著者
赤松 礼奈
出版者
会計検査院
雑誌
会計検査研究 (ISSN:0915521X)
巻号頁・発行日
vol.57, pp.37-52, 2018-03-16 (Released:2022-03-25)
参考文献数
20

本稿は,大阪府内における粗大ごみ収集の有料化が排出量に与える効果を定量的に捉えることを目的とし,1998-2013年の市町村パネルデータを用いて分析を行った。限定された地域の調査ではあるが,42市町村と一定数の対象が確保され,また,収集手数料の変化などの有料化状況を正確に把握できるため,粗大ごみの排出量に与える影響を検証することができる。さらに,有料制と無料収集の自治体が府内に併存し,導入時期に差異があることが活用できるため,差分の差推計が可能である。収集手数料を代理する変数として,任意の3種類の粗大ごみの廃棄を想定しその費用の1㎏当たりの収集手数料を用い,頑強性の確認のため,他の指標も用いた。主要な説明変数は収集手数料,コントロール変数は先行研究にならい,昼間人口比率,平均世帯人員,一人当たり所得とした。
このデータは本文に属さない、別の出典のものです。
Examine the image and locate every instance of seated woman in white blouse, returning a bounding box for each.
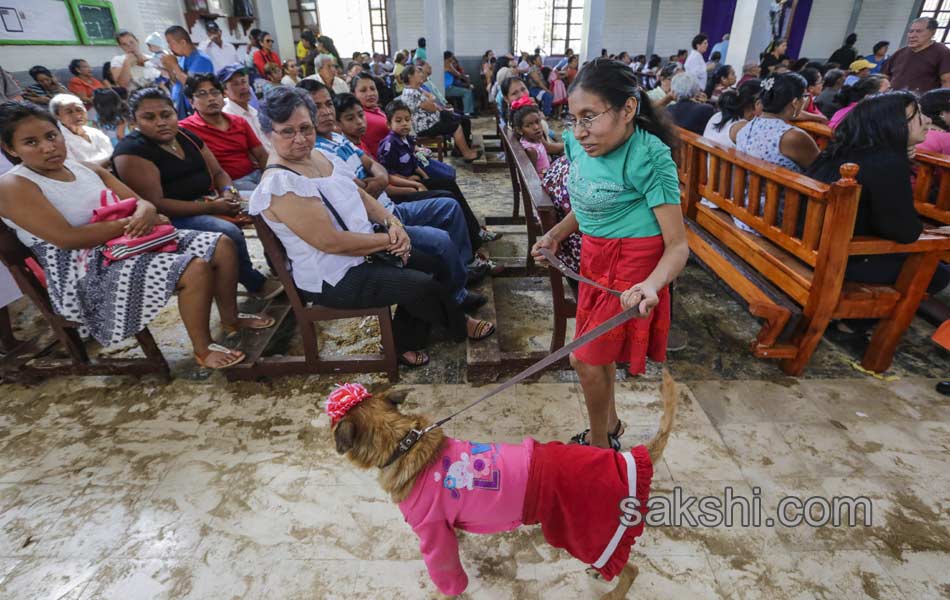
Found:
[249,87,496,368]
[49,93,113,168]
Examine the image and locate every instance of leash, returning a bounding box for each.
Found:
[381,248,644,467]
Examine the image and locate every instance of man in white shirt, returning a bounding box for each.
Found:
[199,21,240,74]
[304,54,350,94]
[685,33,709,89]
[218,65,273,152]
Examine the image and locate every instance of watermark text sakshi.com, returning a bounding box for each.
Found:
[620,487,873,528]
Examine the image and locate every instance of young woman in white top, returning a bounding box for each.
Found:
[0,101,273,369]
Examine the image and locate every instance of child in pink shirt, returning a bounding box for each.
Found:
[511,101,563,176]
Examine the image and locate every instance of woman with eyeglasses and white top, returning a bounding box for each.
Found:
[249,87,496,368]
[531,59,688,451]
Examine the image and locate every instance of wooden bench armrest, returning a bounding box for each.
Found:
[847,234,950,255]
[915,149,950,169]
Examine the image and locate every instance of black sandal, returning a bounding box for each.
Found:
[569,421,625,451]
[398,350,430,367]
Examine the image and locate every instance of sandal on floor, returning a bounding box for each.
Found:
[223,313,276,334]
[195,343,245,370]
[468,320,495,341]
[398,350,430,367]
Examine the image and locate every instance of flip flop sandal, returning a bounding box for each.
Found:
[468,320,496,341]
[609,420,626,452]
[223,313,276,334]
[195,343,245,370]
[398,350,430,367]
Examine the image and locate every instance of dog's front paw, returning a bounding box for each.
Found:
[585,567,603,580]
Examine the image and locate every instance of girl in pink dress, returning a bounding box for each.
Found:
[512,100,563,176]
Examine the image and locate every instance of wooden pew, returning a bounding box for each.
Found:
[676,127,950,374]
[794,120,832,149]
[913,150,950,225]
[498,124,577,352]
[224,216,399,382]
[0,223,170,382]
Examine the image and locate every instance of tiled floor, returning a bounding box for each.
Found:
[0,378,948,599]
[2,118,950,599]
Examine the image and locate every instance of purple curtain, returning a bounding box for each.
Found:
[700,0,738,60]
[785,0,814,59]
[699,0,814,60]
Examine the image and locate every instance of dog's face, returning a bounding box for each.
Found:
[332,391,423,470]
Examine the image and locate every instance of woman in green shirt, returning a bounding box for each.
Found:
[532,59,689,450]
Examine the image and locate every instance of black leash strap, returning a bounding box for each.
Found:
[381,251,644,467]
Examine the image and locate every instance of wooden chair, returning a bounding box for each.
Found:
[227,215,398,382]
[0,222,170,382]
[677,127,950,374]
[417,135,448,161]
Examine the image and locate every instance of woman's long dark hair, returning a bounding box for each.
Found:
[820,91,917,162]
[714,79,761,131]
[920,88,950,131]
[569,58,677,149]
[705,64,733,98]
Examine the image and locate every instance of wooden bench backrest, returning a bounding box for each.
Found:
[251,214,310,316]
[499,125,558,226]
[795,120,832,150]
[914,150,950,225]
[677,127,859,270]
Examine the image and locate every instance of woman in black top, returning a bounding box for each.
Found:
[113,88,281,298]
[807,91,949,293]
[760,39,788,75]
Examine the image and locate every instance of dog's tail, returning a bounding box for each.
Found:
[645,368,677,463]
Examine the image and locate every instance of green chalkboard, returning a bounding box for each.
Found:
[69,0,117,45]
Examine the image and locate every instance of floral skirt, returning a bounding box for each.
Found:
[31,230,221,346]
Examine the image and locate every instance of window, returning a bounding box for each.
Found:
[288,1,390,57]
[288,0,319,42]
[918,0,950,45]
[514,0,584,56]
[368,0,391,56]
[551,0,583,55]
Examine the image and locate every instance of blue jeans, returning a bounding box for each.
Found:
[171,214,266,292]
[394,197,472,303]
[233,169,262,191]
[529,87,554,116]
[445,85,475,115]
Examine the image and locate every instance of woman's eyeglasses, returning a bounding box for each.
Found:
[275,124,316,140]
[570,109,612,131]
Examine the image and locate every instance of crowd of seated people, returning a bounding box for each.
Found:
[5,16,950,376]
[0,22,524,372]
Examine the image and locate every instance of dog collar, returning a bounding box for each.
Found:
[381,423,440,468]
推計の結果,有料化の導入が粗大ごみの排出量を有意に低下させることが示された。価格弾力性はおよそ-0.3となった。 本稿の貢献のひとつは,粗大ごみ収集サービスの価格弾力性を,私の知る限り,国内外の研究として初めて推計したことである。価格弾力性推計値はおよそ-0.3であり,これは家庭系一般ごみの先行研究の推計値より高い。理論的に,家庭系一般ごみよりも粗大ごみには代替的な排出手段が多いため,代替効果により価格弾力性は高くなると予想されるが,まさに理論的予想を確認する結果となった。